U.S. sales growth was a mere 6% between those two quarters although Hardy said growth in the U.S. and Europe in future will be stronger than the company’s overall performance.

His company’s advertising featuring Trevor Linden obviously has more resonance in Vancouver but he is running ads with that former Vancouver Canucks superstar in the U.S. and across Canada.

Sun-Rype Products Ltd. (TSX:SRF), Hardwoods Distribution Income Fund (TSX:HWD.UN) and Premium Brands HoldingCorp. (TSX:PBH) are all growing at least several times faster outside B.C. than within the province.

“The lion’s share of our business is Western Canada,” Sun-Rype CEO Dave McAnerney told BIV. “We’re a mature brand in B.C. and Western Canada.

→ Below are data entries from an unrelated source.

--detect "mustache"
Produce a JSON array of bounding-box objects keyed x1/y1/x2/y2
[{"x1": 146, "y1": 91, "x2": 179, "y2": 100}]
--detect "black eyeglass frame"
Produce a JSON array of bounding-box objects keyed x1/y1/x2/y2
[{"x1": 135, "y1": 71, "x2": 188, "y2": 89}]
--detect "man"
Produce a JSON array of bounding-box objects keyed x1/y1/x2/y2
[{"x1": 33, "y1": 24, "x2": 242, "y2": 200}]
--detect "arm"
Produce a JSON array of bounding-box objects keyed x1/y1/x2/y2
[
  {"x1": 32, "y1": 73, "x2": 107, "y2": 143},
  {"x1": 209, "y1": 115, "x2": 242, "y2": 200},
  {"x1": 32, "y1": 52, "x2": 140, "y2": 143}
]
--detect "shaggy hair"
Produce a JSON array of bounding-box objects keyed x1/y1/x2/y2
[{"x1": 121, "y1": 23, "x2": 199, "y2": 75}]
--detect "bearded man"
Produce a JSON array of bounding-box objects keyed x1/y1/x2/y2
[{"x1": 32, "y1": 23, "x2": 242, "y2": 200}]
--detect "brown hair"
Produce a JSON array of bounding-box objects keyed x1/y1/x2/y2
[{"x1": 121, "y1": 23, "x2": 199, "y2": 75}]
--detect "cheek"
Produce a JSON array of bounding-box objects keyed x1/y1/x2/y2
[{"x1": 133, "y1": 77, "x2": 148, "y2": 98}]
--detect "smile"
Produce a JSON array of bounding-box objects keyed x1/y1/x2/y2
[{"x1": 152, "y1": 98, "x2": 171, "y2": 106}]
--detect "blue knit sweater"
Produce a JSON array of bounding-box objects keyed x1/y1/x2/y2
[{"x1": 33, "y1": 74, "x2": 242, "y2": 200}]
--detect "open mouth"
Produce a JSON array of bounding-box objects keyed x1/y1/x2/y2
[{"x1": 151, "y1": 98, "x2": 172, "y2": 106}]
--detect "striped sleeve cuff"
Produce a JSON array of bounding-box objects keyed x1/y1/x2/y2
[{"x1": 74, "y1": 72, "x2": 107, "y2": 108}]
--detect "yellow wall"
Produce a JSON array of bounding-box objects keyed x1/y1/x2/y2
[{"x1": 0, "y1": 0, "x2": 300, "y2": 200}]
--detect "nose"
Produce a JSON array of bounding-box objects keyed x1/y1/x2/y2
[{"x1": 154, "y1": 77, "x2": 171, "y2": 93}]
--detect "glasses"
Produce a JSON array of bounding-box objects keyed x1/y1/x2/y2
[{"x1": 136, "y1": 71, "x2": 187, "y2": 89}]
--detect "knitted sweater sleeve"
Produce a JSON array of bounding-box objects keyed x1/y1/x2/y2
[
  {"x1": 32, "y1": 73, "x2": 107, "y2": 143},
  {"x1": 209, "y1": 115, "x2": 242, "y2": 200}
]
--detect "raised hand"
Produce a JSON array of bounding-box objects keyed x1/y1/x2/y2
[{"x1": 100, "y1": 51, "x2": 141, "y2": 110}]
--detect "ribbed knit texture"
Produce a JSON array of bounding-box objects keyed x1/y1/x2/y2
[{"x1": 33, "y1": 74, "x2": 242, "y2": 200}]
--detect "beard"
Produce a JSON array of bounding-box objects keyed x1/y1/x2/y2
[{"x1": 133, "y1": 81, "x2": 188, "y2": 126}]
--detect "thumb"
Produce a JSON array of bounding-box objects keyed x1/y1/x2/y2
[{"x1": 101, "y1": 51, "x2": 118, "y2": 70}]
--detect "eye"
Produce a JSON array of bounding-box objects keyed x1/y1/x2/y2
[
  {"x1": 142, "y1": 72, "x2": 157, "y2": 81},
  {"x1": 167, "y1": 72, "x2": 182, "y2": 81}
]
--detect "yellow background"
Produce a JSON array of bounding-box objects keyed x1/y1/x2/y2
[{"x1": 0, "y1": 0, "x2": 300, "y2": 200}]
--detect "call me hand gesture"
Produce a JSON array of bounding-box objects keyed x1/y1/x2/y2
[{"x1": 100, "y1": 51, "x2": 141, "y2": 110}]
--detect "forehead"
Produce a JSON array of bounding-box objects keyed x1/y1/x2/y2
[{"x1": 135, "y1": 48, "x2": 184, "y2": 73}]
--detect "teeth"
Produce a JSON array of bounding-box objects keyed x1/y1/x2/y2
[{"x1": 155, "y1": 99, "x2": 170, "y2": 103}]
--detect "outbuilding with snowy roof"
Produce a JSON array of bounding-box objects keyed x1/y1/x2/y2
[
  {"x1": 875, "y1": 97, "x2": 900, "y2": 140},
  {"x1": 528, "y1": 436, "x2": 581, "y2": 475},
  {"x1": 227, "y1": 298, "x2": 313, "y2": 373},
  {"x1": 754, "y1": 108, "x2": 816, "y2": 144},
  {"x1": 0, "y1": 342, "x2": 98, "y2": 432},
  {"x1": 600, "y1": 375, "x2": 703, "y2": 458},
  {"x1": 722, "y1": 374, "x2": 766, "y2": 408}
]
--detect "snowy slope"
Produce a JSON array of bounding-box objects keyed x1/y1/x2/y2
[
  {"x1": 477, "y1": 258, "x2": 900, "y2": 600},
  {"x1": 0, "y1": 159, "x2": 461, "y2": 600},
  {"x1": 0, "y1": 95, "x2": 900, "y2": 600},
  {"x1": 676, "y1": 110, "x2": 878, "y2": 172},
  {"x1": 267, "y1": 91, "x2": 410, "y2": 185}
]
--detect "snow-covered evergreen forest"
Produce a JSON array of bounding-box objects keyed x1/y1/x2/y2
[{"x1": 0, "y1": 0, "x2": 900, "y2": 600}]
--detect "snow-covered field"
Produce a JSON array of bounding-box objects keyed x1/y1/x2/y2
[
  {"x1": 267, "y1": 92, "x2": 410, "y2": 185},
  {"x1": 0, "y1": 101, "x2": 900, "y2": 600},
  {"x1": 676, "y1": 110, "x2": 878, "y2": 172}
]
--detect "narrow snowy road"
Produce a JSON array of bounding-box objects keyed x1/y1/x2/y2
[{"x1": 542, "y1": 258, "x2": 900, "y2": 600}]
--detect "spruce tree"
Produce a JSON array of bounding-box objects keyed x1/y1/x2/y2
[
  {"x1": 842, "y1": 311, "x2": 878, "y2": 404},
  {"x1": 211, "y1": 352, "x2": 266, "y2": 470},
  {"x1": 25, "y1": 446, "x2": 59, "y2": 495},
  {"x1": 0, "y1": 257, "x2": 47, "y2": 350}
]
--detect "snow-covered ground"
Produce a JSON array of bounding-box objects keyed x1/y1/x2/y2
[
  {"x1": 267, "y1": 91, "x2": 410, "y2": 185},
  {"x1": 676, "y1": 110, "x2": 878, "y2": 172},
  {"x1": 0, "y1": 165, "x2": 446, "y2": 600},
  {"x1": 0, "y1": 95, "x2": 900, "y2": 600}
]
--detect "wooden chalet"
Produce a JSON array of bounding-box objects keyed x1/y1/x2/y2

So, as with mature brands, I think, part of the growth strategy is geographic expansion.”

Sun-Rype added a 1.36-litre bottle to its conventional Tetra-Pak juice line in 2008 and produced that juice at co-packers located in Ontario and Washington state.

In September, Sun-Rype bought its Washington state co-packer, Yakima Juice LLC, for an undisclosed amount. It then trimmed staff and streamlined operations.

“Our expansion is really a recognition that as a manufacturer in Canada, if you want to be successful, you have to be able to supply on a national basis because customers are becoming national in scope,” McAnerney said.

Jim Pattison Group CEO Jim Pattison owns a hefty stake in Sun-Rype but the Okanagan-based company does more than distribute simply to Pattison’s Overwaitea Food Group. It also supplies large retailers such as Safeway Inc. (NYSE:SWY), Wal-Mart Stores Inc. (NYSE:WMT) and Costco Wholesale Corp. (Nasdaq:COST).

Because McAnerney’s company ships products to those companies’ central warehouses, it is impossible for him to gauge exactly where his sales are coming from geographically. Instead, he charts it by customer.

So does Premium Brands president and CEO George Paleologou.

“We ship products to a Loblaw or Costco warehouse and we don’t know where the products go. They may ship them to Manitoba or Saskatchewan,” Paleologou said. “I couldn’t say accurately [a geographic breakdown].”

Paleologou has made dozens of acquisitions since he became president of his food manufacturing and distribution venture in 2001.

Of the five acquisitions in 2010 and one so far in 2011, three have been for small B.C. companies while the others were for larger companies in central Canada and the U.S.

So, while Premium Brands grew its revenue 16% to $535.2 million in its fiscal 2010 year, Paleologou told BIV that his company is currently operating at the pace of being a $700 million company.

“Ninety per cent of the growth in our numbers between 2009 and 2010 would have been outside Western Canada,” he said. “The growth for us [in the future] is coming out of the U.S. and central Canada.”

B.C. companies that have long had a foothold in the U.S. are also seeing stronger growth south of the border.

“The U.S. business went down a little bit harder in the economic downturn than it did in Canada,” said Hardwoods Distribution Income Fund CFO Rob Brown. “Now that we’re seeing some stability there, we’re building back up from a lower base.”